Joshua Z. Biber, a former corps member and graduate of Brown University, who is now the TFA recruiter for the greater Boston area, felt similarly.

“TFA is not to be anyone’s back-up plan,” he said. “It needs to be the thing that moves you through every day, that wakes you up in the morning...We’re looking for people dedicated to our mission.”

Biber also said he thought that increased interest in Teach for America might be due to people looking for “meaningful work” in a time of crisis.

THE HISTORY

Teach for America is a non-profit organization that, according to its mission statement, works to “eliminate educational inequality by enlisting our nations most promising future leaders in the effort.”

TFA trains and oversees a core of high-achieving recent college graduates to work as public school teachers in under-served rural and urban districts for a minimum of two years.
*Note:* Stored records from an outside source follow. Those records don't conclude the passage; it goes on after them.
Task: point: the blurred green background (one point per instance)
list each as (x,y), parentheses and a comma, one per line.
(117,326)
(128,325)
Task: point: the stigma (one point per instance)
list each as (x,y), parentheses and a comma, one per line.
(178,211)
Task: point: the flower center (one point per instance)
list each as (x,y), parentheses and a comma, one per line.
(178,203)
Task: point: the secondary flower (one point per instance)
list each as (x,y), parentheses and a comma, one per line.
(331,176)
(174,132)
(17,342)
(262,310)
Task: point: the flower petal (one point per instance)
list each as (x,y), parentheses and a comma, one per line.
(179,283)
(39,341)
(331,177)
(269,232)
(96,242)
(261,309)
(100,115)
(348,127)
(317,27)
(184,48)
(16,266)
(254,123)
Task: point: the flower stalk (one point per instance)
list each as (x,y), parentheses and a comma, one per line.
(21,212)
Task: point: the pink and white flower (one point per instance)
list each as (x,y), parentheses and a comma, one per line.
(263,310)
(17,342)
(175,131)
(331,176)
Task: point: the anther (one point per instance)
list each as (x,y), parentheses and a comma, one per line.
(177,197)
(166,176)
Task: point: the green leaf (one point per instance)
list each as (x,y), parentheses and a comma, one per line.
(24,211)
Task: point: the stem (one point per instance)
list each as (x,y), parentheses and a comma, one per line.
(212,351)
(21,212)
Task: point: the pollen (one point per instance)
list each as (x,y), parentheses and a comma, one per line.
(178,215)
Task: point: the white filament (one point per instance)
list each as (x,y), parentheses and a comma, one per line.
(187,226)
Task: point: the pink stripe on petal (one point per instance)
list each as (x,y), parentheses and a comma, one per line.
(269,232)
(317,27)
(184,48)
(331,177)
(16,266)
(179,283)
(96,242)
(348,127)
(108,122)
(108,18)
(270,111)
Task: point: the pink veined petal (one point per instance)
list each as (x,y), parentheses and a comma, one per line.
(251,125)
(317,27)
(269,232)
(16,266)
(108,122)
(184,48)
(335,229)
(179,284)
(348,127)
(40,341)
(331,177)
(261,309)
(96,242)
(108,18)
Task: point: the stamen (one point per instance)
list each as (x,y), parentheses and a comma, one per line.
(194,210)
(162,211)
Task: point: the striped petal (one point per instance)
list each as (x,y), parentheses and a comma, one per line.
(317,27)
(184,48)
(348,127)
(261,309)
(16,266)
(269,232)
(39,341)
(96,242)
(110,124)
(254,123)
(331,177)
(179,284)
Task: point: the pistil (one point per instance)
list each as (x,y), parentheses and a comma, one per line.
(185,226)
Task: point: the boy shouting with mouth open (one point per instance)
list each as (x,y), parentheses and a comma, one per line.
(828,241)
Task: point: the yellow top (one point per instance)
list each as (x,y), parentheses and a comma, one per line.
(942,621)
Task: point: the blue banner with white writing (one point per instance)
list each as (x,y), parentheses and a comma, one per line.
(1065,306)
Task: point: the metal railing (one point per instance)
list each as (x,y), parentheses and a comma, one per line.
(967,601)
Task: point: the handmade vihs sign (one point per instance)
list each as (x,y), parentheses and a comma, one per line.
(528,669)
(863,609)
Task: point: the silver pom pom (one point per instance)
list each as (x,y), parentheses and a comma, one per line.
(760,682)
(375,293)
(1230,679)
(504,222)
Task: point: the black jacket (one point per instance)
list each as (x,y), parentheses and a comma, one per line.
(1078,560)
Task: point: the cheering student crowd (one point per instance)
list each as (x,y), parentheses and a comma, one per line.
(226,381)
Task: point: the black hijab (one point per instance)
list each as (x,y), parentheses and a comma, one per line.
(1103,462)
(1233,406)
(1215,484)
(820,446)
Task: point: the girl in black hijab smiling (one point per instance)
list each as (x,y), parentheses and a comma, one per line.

Participants have the option of receiving funding for graduate degrees in education while they are teaching.

The organization was founded by Wendy Kopp in 1990, who conceived of the idea in the undergraduate thesis she wrote at Princeton in 1989.

“As I moved through Princeton, I grew increasingly aware of students’ unequal access to the kind of educational excellence I had previously taken for granted,” Kopp wrote in her book “One Day, All Children.”

Kopp’s plan to create a national corps of recent college graduate teachers was ambitious, but as she wrote her thesis she “became all the more determined to make this idea a reality.”

Nineteen years later, Kopp’s dream has not only been realized, but has gained recognition and respect. This year, BusinessWeek named TFA one of the best places to launch a career, Kopp was named one of 2008’s 100 most influential people by TIME Magazine, and Education Week wrote about two TFA alumni who advised the Obama campaign.

Last year Teach for America received a record number of 24,700 applications. Three thousand, seven hundred people were selected and joined the program. Thirty-three of them were from Harvard.

‘HAPPY AND STABLE’

Those seniors who have already committed to TFA say they are eager to begin their two-year tenures with the program.

Elizabeth A. Texeira ’09, who will be teaching in New Orleans, said she “literally [had] not stopped celebrating” since being accepted, despite encountering some resistance from family and hometown acquaintances.

“People said to me, ‘Why are you wasting a Harvard Degree?’” she said. “It’s not wasting a degree. It’s connecting to me a network of alums. It’s being part of the movement to end inequality in education.”

This sentiment was echoed by Hinckley, who said she is both excited and nervous about participating in the program.

“People have expressed a mixture of gratitude and admiration that I am pursuing this,” she said. “My parents were a harder sell, but they’ve come to terms with it. They’re just happy that I have something for two years in this kind of economy. They just want me to be happy and stable.”